Besides, there was no reason to make
this an East vs. West polemic, especially since the author's "evidence"
never extends beyond her own personal experience. Does she think it's good
parenting to encourage your children to make sweeping judgments like this based
on such a limited sample?
When I look around at all the
Western families that fall apart—all the grown sons and daughters who can't
stand to be around their parents or don't even talk to them—I have a hard time
believing that Western parenting does a better job with happiness.
Beyond its clumsy and invidious
comparisons, which are unbecoming to a Yale Law School professor one would hope
is capable of more nuanced thinking, the book is intellectually dishonest. "There
is no rest for the Chinese mother…" Chua kvetches, "… no time to
recharge, no possibility of flying off with friends for a few days to mud
springs in California." Here, she manages to both play the martyr and
skewer her hedonistic Western friends, as if her decisions were forced upon
her.
When
her daughters pipe up with a squeak of rebellion, and complain that she's
really pushing them for the vicarious rewards, Chua pretends to have a moment
of introspection and questions her own motives: "My answer, I'm pretty
sure, is that everything I do is unequivocally 100% for my daughters. My main
evidence is that so much of what I do with Sophia and Lulu is miserable,
exhausting, and not remotely fun for me." The woman is a lawyer and her "evidence"
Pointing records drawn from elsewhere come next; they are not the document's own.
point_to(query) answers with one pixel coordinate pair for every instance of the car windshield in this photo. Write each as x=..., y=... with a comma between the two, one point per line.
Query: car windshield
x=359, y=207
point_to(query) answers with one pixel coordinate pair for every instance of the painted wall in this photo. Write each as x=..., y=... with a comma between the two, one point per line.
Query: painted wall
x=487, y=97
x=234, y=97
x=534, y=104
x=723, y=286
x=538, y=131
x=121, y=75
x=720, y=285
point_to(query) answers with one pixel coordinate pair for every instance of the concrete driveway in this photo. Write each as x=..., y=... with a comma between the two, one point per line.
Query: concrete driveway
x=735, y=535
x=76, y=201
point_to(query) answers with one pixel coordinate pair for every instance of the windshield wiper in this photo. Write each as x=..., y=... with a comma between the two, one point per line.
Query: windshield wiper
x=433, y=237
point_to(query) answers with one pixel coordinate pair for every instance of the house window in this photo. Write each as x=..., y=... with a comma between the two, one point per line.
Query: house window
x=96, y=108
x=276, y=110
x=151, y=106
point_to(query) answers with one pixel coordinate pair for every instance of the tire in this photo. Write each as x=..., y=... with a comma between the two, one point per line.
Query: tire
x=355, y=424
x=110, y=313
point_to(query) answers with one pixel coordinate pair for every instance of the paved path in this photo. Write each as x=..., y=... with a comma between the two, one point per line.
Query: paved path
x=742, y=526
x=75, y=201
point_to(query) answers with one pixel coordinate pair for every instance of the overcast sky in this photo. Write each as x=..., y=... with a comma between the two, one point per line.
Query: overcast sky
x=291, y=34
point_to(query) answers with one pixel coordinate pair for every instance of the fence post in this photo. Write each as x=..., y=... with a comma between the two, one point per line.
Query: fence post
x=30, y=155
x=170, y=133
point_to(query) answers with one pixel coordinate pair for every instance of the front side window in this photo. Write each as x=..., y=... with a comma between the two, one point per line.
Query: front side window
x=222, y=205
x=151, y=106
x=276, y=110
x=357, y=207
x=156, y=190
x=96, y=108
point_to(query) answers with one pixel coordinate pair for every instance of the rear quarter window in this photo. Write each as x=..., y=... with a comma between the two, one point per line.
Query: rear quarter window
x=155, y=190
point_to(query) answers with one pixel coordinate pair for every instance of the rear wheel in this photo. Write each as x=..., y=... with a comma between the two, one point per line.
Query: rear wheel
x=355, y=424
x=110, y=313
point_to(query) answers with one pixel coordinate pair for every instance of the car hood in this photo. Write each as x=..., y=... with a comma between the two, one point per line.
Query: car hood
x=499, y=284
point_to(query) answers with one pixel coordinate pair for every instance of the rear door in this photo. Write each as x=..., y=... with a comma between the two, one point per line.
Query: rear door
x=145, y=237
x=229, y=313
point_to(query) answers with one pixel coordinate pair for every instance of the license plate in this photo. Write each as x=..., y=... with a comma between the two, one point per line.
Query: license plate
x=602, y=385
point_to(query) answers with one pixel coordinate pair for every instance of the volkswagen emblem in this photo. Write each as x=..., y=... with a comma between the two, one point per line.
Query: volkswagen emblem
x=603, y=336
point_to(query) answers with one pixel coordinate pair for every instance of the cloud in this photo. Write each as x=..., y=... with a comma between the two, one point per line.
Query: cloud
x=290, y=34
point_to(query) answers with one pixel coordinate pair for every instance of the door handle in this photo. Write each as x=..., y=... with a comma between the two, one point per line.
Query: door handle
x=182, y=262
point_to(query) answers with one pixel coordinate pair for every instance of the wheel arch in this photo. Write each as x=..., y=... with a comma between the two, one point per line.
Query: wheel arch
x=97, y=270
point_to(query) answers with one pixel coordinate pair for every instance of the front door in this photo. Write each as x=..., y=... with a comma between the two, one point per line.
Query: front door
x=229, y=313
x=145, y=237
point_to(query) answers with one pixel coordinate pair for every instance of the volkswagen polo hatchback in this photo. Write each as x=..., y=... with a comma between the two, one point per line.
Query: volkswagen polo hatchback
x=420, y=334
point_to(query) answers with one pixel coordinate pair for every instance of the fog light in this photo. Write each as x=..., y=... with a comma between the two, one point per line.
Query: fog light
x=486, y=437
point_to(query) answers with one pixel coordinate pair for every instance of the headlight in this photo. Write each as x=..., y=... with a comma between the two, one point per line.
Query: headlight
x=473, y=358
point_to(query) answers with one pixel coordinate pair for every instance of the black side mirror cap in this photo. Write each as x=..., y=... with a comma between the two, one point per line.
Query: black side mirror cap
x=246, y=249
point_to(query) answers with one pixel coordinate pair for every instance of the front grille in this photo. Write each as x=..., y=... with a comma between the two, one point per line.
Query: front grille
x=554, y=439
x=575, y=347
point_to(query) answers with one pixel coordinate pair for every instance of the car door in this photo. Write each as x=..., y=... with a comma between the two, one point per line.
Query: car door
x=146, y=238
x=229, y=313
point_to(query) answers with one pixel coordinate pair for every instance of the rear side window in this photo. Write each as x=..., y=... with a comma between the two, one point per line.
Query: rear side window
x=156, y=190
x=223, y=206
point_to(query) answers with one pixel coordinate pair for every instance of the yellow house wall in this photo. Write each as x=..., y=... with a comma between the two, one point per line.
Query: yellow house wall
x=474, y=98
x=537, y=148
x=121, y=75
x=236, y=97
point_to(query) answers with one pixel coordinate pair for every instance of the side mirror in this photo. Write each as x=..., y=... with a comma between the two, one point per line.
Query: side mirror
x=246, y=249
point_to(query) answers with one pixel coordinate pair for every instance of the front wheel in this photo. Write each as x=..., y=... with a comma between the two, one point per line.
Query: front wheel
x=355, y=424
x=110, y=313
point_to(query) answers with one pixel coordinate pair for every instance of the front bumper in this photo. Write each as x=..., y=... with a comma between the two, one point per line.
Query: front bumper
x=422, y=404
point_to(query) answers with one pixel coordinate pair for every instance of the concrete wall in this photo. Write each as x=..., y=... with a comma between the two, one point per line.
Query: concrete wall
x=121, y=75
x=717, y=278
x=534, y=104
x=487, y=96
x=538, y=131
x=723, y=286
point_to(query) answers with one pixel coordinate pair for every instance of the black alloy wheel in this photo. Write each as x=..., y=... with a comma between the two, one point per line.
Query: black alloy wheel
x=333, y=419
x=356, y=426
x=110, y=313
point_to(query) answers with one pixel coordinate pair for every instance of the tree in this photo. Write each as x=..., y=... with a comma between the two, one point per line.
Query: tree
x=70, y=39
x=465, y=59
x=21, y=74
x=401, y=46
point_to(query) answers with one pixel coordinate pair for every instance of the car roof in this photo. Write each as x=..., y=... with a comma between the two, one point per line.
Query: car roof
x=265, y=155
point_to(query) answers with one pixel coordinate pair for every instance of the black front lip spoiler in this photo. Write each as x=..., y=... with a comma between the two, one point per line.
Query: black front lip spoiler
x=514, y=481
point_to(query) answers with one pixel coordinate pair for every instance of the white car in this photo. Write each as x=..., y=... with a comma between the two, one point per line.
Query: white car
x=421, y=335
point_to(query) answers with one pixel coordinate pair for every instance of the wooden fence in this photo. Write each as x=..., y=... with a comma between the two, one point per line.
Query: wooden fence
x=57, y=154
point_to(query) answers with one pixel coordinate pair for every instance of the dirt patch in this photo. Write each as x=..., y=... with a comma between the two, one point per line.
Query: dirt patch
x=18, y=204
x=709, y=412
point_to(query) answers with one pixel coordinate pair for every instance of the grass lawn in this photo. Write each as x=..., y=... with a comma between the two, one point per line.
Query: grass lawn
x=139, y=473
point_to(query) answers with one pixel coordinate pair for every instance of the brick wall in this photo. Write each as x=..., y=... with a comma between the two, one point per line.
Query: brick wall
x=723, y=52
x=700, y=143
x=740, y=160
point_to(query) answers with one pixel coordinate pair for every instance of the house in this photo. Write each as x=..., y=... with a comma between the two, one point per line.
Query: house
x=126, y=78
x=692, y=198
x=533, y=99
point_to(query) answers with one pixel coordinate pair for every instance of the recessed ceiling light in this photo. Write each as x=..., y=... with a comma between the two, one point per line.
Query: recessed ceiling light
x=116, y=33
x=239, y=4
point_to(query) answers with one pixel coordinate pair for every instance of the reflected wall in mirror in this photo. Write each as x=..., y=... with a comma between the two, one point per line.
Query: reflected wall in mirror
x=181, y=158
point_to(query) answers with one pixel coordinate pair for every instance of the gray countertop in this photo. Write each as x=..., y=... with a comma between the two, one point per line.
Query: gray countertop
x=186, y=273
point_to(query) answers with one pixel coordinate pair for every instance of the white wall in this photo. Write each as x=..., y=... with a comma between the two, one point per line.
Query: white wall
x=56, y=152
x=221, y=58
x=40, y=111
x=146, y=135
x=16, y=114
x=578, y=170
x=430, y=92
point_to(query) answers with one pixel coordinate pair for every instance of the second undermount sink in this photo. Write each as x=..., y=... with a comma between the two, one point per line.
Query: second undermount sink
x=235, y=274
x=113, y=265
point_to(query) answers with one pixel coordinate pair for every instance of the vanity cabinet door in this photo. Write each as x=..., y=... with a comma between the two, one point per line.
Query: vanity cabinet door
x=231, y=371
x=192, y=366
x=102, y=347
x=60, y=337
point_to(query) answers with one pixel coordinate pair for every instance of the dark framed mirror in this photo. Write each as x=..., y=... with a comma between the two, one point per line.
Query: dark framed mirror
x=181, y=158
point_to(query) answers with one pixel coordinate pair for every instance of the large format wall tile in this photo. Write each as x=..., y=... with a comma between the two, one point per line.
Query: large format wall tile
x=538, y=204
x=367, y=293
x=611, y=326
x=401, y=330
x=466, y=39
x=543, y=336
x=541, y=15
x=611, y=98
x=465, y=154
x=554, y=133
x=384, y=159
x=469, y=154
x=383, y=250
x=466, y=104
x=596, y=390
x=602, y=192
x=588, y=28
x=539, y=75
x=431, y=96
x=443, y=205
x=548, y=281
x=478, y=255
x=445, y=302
for a lack of self-interest in her maniacal pursuit of successful children is
that the quest causes her pain? Freud to Amy: have you ever wondered if your
lack of self-worth is what drives you to live a miserable and exhausting life,
and to tear down your children in an attempt to make yourself feel better?
The biggest
irony of Battle Hymn of the Tiger Mother,
though, is how sloppily written and unimaginative it is. I shudder to think of
the punishment that would have been exacted on Sophia and Lulu if they played
their instruments with the disdain for style, form, and detail that their
mother's book displays. Chua venerates hard work, but the easy adjectives and
lazy language she employs are symptoms of the lack of rigor that she accuses
Western parents of tolerating, if not encouraging.
Of
course, it can be easy and unfair to trot out examples of embarrassing prose
and preposterous "insights" in a review, but in the context of a book
written by a mom who pridefully forced her daughter to do 2,000 math problems
when she came in second in her class, at least one deserves to be duly noted.
Describing Whiggy and Tory, the family's pet rabbits, Chua writes: "They
were unintelligent and not at all what they claimed to be." How did these
unreliable hares make those claims? On their Facebook pages?
We
have a lot of important issues about parenting and education to discuss today. The
tension between creating self-esteem and encouraging self-awareness, for
example. Or America's slippage in global measures of science mastery. Or how to
make sure that affluence doesn't destroy motivation. These are complex
subjects, but none of them are clarified or amplified by Battle Hymn of the Tiger Mother. In Texas they say "All hat,
no cattle." The literary analogue here is "All title, no book." Chua's
marketing masterpiece has provoked a harsh kind of parental partisanship,
electrifying both sides of the domestic aisle in a fashion that is ultimately
as useless to any real progress as the partisanship in Washington.